分散型金融(DeFi)市場、仮想通貨下落でも成長継続 | ETH保持額が過去最高更新【ニュース】

DeFi(分散型金融)監視サービス「DeFiPulse」によると、DeFiアプリが(担保として)保持している仮想通貨イーサリアム(ETH)の数量が6月末から着実に増加し、過去最高の270万ETH(約432億5670万円)に達したという(2019年11月25日時点)。

この270万ETHのうち、77%にあたる210万ETH(約336億4410万円)が、ドルペッグのステーブルコイン「DAI」を擁する「メーカーダオ(MakerDAO)」が保持しているそうだ。

次に多いものがDeFi貸付のコンパウンド(Compound)で、12.5%にあたる33万7800ETHを保持。コンパウンドはサンフランシスコ拠点のスタートアップで、大口顧客向けに仮想通貨自動貸付プラットフォームを展開している。

残りのETHは、分散型取引所や分散型デリバティブ(dApp)を含む小規模なDeFiアプリに分散しているそうだ。

(出典: DeFi(分散型金融)監視サービス「DeFiPulse」 DeFiアプリが保持している仮想通貨イーサリアムの数量推移)

弱気相場にかかわらず成長したDeFi

DeFiアプリが保持している資産の価値(ドル換算)に関するチャート(過去1年間)は、ETH価格と連動しているように見えるものの、完全にというわけではないようだ。

例えばETH価格が7月の高騰後値崩れした際、DeFiアプリ上の資産価値に対する影響は一時的だった。

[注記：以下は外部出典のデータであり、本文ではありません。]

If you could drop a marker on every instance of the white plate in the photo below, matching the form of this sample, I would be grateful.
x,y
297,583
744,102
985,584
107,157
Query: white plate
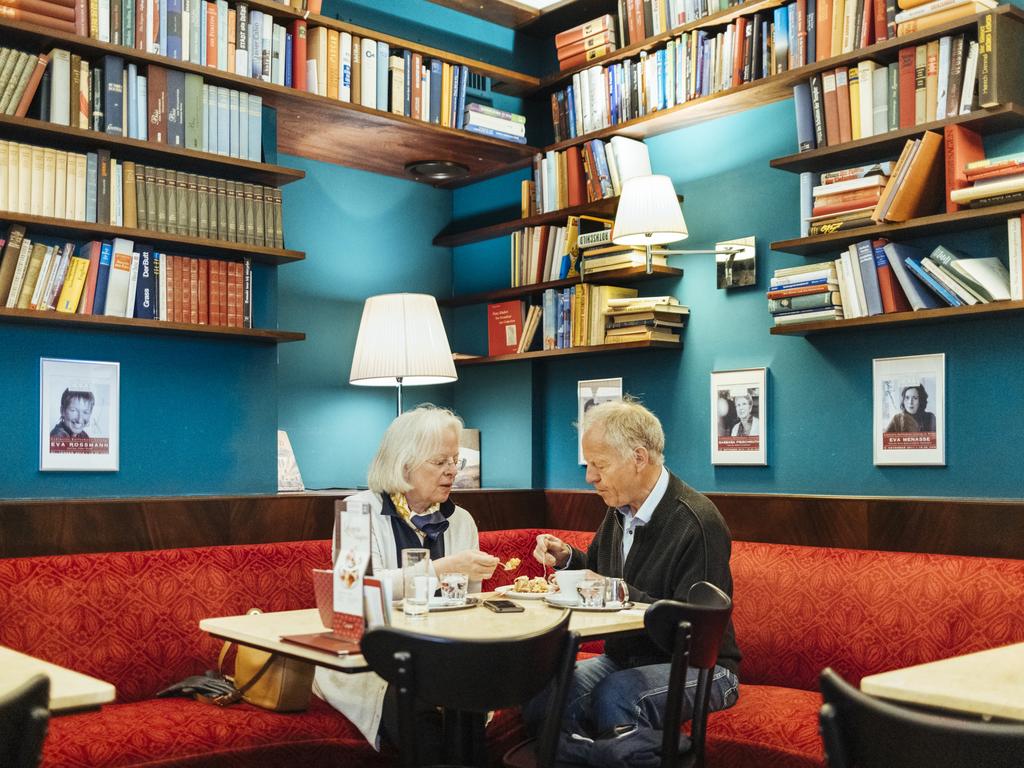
x,y
507,591
609,608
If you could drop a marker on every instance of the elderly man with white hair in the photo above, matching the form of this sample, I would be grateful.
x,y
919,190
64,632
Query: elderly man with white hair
x,y
410,482
659,536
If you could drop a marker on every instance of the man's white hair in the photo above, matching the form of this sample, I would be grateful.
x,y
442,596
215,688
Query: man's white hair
x,y
628,425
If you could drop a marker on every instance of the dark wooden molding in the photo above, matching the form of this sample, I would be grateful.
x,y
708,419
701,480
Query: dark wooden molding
x,y
962,526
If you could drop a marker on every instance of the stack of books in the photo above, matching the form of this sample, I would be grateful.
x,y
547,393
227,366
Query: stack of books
x,y
496,123
804,294
644,318
53,14
583,173
19,77
586,42
846,199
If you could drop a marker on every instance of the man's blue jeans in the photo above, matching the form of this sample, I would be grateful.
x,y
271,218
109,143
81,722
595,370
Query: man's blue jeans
x,y
603,695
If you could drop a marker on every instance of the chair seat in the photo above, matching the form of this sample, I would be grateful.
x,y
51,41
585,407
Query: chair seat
x,y
768,726
183,732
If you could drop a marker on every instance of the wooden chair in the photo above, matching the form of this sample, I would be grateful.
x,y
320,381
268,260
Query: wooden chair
x,y
691,633
470,678
861,731
24,720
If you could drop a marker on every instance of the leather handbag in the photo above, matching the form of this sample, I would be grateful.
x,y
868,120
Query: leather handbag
x,y
267,680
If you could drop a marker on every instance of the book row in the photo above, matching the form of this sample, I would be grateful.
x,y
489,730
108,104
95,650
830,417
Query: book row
x,y
877,276
584,173
96,187
586,314
153,103
929,82
19,77
121,279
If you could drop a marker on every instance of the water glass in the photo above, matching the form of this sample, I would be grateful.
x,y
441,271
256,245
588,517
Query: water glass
x,y
616,592
454,587
416,580
591,593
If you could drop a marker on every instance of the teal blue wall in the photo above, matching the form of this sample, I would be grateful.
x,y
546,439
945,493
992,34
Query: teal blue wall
x,y
819,387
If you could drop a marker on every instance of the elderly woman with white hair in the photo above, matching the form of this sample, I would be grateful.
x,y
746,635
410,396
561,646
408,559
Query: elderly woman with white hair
x,y
410,482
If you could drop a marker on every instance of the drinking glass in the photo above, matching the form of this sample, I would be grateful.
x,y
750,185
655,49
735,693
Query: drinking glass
x,y
616,592
591,593
454,587
416,580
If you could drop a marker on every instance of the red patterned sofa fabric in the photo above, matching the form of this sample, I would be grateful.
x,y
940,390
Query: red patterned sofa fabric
x,y
798,609
132,617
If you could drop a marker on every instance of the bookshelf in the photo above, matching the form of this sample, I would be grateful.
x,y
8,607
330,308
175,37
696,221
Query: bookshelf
x,y
314,126
571,351
611,276
131,325
998,308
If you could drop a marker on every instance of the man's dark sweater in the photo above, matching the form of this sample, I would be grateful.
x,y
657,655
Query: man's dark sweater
x,y
686,541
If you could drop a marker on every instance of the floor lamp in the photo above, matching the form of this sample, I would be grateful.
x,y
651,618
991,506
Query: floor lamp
x,y
401,342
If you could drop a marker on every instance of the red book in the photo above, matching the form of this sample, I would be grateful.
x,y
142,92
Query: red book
x,y
577,180
299,54
963,146
585,30
893,298
30,90
504,327
907,84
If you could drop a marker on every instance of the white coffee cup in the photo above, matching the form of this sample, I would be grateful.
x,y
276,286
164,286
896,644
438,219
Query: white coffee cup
x,y
567,581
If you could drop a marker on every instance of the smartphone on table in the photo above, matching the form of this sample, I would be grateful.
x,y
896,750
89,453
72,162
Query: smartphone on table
x,y
503,606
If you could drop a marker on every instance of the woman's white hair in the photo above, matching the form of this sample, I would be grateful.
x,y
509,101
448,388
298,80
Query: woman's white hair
x,y
411,439
628,425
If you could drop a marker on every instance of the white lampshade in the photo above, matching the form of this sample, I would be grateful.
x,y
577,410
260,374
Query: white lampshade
x,y
648,213
401,341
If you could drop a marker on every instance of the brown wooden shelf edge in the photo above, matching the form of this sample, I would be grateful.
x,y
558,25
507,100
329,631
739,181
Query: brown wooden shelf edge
x,y
922,316
543,353
199,246
32,130
612,276
994,120
132,325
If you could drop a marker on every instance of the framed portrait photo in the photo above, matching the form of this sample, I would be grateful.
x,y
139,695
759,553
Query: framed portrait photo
x,y
909,411
79,416
739,417
590,393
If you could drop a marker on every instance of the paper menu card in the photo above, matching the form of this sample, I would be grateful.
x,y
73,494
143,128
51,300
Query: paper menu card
x,y
352,526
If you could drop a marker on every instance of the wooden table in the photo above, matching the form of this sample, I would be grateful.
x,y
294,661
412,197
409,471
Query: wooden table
x,y
264,630
989,683
69,689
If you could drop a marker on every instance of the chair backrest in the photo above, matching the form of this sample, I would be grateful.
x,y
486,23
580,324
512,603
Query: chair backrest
x,y
24,720
860,731
691,633
474,676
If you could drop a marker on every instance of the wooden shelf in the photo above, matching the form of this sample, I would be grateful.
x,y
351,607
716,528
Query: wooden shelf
x,y
176,243
912,318
715,19
995,120
938,223
612,276
151,153
543,353
770,89
130,325
557,16
459,237
317,127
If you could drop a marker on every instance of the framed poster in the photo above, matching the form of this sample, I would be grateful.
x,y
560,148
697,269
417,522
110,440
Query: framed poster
x,y
909,414
739,417
79,416
590,393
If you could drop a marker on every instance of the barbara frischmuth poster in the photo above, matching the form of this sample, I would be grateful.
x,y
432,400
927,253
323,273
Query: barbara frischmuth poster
x,y
79,416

7月のETH価格下落時、DeFiアプリ上の資産価値は上昇を再開したが、ETH自体の価格は下落を続けた。両者の関係は特に8月以降急激に崩れた。

ただしより短い時間枠で確認すると、ETH価格は、DeFiアプリ上の資産価値に依然として影響を及ぼしている。例えば先週、DeFiアプリが保持する資産の合計価格が、ETH価格が下がるにつれて減少した。11月21日時点では最高額とされた6億7560万ドル(約736億5000万円)から、記事掲載時点では6億1970万ドル(約675億6000万円)に目減りしている。

(出典: DeFi(分散型金融)監視サービス「DeFiPulse」 DeFiアプリが保持している資産価値の合計)

全体としては、メーカーダオが48%にあたる3億250万ドル(約327億円)、分散型デリバティブ「シンセティクス(Synthetix)」が23.8%、コンパウンドが15.2%を保持している。残りの15.2%は、他のアプリに分散といった状況だ。